OĞULCAN KÜTÜK’ÜN ECZA
KIŞI KİTABINDA‘’SU’’
Su
insanoğlunun varoluş kaynaklarından birisidir. Bu nedenle birçok coğrafya ve
kültürde su ile ilgili mitlere rastlamak mümkündür. İnsanlığın ortak tarihi ve
ortak aklının bir ürünü olarak üç sembolik anlamı ifade eder. 1- Hayatın
Kaynağı, 2- Arınma ve temizlenme aracı, 3- Yenilenme Aracı.
Türklerin
kültürel anlamda bağlı olduğu Asya toplulukları içinde su “Materia Prima” yani
ilk madde olarak adlandırılır, suyun yaşamın ana kaynağı olması farklı coğrafya
ve kültürlerde de kendisine yer bulmuş bu günün semavi dinlerinde dahi konu
edinmiştir. Türklerin mitolojisinde su kültü önemli bir yer tutar. Göktengri yaşamı
ve kâinatı ilk madde olan suyun dibindeki balıkçıktan ve Su İyesi’nin
güzelliğinden etkilenerek yaratmıştır. Göktengri, Erlik Han’a suyun
dibine dalmasını ve balçık çıkarmasını söylemiş ve bu balçıktan insan yaparak
ona ruh üflemiştir. İnsanın yaratılışını gören Erlik Han balçığın bir kısmını
ağzında saklamışsa da Göktengri bunu engellemeye çalışmış ve bu boğuşma
sırasında etrafa dağılan balçıktan dağlar ve tepeler oluşmuştur. Şaman
ayinlerinde su çeşitli ritüellerde kullanılmıştır. Yine Oğuz Kağan
destanında ava giden Oğuz Kağan göl ortasında bir ağaç kabuğunda yalnız başına
duran güzel bir kadın görüp onunla evlenmesi, ağaç ve su motifinin mitolojideki
önemini vurgular. Kaşgarlı Mahmut’un derlediği “-Usukmışka sakıg kamug suj
körünür. ‘Susamışa serap, büsbütün su görünür’, Balık suvda, gözü taştın.
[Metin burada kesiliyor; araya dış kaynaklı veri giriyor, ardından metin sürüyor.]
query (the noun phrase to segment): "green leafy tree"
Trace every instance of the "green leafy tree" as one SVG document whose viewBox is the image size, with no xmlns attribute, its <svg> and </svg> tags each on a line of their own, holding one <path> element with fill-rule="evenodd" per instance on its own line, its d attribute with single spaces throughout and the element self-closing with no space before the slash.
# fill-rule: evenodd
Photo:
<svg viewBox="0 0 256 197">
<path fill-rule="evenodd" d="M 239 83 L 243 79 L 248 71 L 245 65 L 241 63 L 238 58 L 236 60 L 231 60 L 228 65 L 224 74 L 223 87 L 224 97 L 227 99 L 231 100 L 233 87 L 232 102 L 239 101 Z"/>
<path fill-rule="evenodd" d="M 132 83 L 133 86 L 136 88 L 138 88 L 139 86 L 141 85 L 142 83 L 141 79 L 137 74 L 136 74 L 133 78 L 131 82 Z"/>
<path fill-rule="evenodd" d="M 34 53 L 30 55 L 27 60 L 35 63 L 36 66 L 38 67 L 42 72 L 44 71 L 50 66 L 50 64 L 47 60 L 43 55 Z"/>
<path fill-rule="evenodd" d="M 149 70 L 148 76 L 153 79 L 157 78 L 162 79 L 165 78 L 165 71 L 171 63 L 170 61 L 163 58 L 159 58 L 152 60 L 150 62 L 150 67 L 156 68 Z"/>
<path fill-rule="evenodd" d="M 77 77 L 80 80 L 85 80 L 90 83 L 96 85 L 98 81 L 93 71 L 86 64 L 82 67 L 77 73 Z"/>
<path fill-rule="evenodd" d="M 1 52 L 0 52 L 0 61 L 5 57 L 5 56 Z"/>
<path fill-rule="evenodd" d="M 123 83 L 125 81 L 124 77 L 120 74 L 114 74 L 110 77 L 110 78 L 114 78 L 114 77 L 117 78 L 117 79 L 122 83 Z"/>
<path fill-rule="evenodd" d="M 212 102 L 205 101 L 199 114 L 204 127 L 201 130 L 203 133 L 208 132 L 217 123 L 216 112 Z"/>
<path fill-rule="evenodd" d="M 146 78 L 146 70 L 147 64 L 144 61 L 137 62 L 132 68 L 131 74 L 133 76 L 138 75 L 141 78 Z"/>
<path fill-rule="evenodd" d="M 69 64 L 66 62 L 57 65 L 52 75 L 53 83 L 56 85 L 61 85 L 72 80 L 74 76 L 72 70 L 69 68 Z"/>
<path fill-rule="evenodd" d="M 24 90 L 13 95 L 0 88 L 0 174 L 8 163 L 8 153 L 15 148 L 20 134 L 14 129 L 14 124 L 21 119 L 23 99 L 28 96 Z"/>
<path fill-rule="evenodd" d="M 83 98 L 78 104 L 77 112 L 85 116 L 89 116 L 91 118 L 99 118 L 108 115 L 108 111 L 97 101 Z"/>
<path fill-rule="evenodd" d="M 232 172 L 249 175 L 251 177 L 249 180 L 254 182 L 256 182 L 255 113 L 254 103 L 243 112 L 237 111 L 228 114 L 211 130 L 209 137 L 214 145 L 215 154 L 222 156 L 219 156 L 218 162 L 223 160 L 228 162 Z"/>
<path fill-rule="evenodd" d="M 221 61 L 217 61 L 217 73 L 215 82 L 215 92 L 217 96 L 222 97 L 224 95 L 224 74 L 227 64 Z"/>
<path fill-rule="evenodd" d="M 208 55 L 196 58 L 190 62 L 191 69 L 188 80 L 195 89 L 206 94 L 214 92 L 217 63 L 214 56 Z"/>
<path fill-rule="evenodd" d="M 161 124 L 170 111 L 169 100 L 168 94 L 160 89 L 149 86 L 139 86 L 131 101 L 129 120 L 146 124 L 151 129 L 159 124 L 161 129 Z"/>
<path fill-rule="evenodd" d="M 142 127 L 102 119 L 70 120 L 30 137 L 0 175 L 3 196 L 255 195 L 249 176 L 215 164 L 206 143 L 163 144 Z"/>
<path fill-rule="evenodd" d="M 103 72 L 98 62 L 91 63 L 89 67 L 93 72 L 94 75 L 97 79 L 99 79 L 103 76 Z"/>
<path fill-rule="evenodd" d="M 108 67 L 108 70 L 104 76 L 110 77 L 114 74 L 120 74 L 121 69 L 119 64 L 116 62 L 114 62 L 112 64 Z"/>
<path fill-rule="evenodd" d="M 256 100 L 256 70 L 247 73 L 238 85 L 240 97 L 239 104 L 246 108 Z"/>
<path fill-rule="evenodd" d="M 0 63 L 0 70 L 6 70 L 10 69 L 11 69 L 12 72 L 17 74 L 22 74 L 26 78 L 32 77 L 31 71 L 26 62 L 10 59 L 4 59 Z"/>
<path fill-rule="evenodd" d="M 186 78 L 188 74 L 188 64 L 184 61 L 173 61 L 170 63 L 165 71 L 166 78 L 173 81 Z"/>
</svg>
‘Balık suda, gözü dışarıdadır” v.b. atasözlerinde su çeşitli biçimlerde
kullanılmıştır. Yine Kurgan mezar taşlarında su ibriği motifi genişçe bir yer
tutar. Bahaeddin Ögel’in ‘Türk Mitolojisi’ adlı eserinin ikinci cildinde
315-422. sayfalar arasında su ve sular incelenmektedir.
Eski
dilde “Ab” kelimesine karşılık gelen su, Divan şiirimizde methiye aracı olarak
oldukça sık kullanılmıştır. Belde Aka, Hayreti’nin Kanunu Sultan Suleyman’a
yazdığı Ab redifli kasidesi için şunları söyler “Kasidenin yazılma amacına
bağlı olarak methiye bölümünde su, padişahın lütfu, adaleti, cömertliği,
gazabı, kadri, makamı gibi pek çok özelliğinden bahsetmek için bir vasıta
olarak kullanılmıştır: Padişahın lütfuyla suyun parlak inciye dönüşmesi, onun
eşiğine ulaştığı için suyun berrak olması, cömert eliyle saçtığı gümüşlerin
yanında bulutun yağdırdığı suların yetersiz kalması gibi doğadaki pek çok
unsurla ilişkilendirilerek padişahın övgüsü yapılmıştır.” Divan
şiirimizin önemli şairlerinden Fuzuli’nin Su kasidesinin birinci beyitinde “Saçma ey göz eşkten
gönlümdeki odlare su/Kim bu denlü dutuşan odlara kılmaz çâre su” – (Ey göz!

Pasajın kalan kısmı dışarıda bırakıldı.